Endurancegb.co.uk
Amber Sole, 17, from Hessle, East Yorkshire, set off for India this week to take up an opportunity to compete in a 60km endurance ride in India on 2nd February, riding a borrowed horse.
The invitation to ride in the International Endurance Championship at Dibrugharh, Assam came in November from the Equestrian Federation of Assam. Amber’s mother, Allyson, herself a regular endurance rider, jokingly asked if Amber would fancy having a go. “To our surprise, Amber said yes, so it was then all systems go to get everything ready for her to travel to India. She has only been abroad once before, on a school trip to Paris, and she has never flown so we had to organise her passport and visa in quite a hurry”, explained Allyson. “Luckily her Dad has travelled extensively so I left it all to him to organise”, she added.
Amber first sat on a horse when she was just 18 months old and was learning to ride properly when she was 5. “I was competing regularly in endurance at a low level and so it was a natural progression for Amber to join in” said Allyson.

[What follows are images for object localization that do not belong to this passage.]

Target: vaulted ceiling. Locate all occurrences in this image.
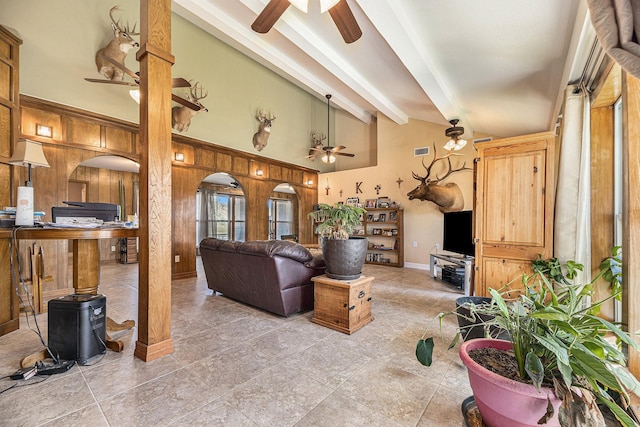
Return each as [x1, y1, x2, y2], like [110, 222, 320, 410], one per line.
[173, 0, 593, 139]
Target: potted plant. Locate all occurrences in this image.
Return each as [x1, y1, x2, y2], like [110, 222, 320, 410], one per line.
[416, 248, 640, 426]
[308, 203, 367, 280]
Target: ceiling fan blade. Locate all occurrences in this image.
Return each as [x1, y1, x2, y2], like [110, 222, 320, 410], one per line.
[172, 77, 191, 88]
[328, 0, 362, 44]
[331, 145, 347, 152]
[172, 93, 200, 111]
[84, 78, 138, 87]
[98, 52, 140, 81]
[251, 0, 290, 33]
[335, 151, 355, 157]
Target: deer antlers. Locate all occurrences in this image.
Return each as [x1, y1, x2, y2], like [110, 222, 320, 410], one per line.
[109, 5, 140, 36]
[412, 143, 471, 184]
[187, 81, 208, 103]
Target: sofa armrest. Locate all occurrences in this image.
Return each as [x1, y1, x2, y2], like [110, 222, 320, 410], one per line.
[304, 255, 325, 269]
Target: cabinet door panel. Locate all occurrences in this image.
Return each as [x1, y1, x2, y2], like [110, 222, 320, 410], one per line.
[483, 151, 546, 246]
[481, 257, 533, 297]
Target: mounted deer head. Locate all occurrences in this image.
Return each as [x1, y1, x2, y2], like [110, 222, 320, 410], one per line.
[252, 110, 276, 151]
[171, 82, 208, 132]
[407, 143, 471, 213]
[95, 6, 140, 81]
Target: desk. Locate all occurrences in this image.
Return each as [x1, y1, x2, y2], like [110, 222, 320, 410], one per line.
[1, 227, 138, 364]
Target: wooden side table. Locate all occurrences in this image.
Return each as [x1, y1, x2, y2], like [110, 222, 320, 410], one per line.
[311, 274, 374, 334]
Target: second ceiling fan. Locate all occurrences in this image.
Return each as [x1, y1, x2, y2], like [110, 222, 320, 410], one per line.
[307, 94, 355, 163]
[251, 0, 362, 44]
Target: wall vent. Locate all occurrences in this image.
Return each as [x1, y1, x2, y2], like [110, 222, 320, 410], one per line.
[473, 137, 492, 143]
[413, 146, 430, 156]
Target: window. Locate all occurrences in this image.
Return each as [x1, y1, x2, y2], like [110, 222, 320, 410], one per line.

Amber competed in her first endurance ride when she was 10 years old, riding a Welsh Section A pony called Tilly, and then started competing her mother’s Fiord horse, following Allyson during the rides. Amber soon moved on to the higher mileage rides organised by Endurance GB, the governing body of the sport of Endurance riding in Great Britain, and competed in her first 80km ride on a part bred arab called El Cavalier that she was given on loan. In 2010 she completed her first 2-day 160km ride at Dukeries, as well as several other 2-day rides and became National Junior Champion. She has continued to up her game, coming first in a 90km FEI 1* ride at Hayward Oakes in 2011 and completing her first 100km graded ride in 2012. “She is very determined and aims to do a 120km ride this year and try to qualify for the under 21’s team by 2014”, explained Allyson.

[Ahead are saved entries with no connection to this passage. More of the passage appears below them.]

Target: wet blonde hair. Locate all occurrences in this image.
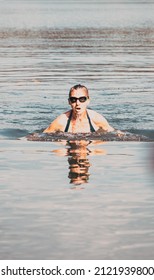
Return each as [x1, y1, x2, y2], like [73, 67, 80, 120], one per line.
[69, 84, 89, 98]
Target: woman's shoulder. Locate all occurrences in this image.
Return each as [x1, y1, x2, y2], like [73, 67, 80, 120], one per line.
[87, 108, 114, 132]
[55, 110, 71, 124]
[57, 110, 71, 120]
[87, 108, 105, 120]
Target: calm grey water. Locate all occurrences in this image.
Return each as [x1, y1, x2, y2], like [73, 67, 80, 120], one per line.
[0, 0, 154, 259]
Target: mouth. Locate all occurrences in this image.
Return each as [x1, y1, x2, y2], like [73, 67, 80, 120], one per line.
[75, 107, 81, 112]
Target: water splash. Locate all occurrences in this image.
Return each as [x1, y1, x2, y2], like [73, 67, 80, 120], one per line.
[25, 130, 152, 142]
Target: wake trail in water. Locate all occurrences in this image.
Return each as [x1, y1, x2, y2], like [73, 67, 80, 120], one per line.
[0, 128, 153, 142]
[25, 130, 154, 142]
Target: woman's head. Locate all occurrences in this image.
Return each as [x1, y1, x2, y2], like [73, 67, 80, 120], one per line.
[68, 84, 90, 114]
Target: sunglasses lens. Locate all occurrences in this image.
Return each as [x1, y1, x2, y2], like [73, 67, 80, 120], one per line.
[69, 97, 77, 103]
[79, 97, 87, 102]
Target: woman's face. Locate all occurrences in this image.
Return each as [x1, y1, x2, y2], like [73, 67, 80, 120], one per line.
[68, 88, 90, 115]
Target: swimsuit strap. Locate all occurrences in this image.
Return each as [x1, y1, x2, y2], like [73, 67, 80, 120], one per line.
[64, 110, 95, 132]
[64, 110, 73, 132]
[86, 111, 96, 132]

What better way for an aspiring young rider to start the 2013 season than a trip to India to represent GBR in their International Endurance Championship? Amber and her father will arrive in India on Thursday with a couple of days to acclimatise and find out what horse she will be riding in the competition on Saturday. “The terrain will be quite different to anything she has experienced, and it will be interesting to see what sort of horses they ride”, says Allyson, who has stayed at home to look after their own horses. “The ride takes place in the eastern Himalayas, along sandy river banks and through tea plantations, which I think will be terraced, so it is likely to be hilly. We have been told that the scenery is stunning”, she added. Getting on a strange horse will be no problem to Amber who is studying Horse Management at Bishop Burton College and regularly rides different horses.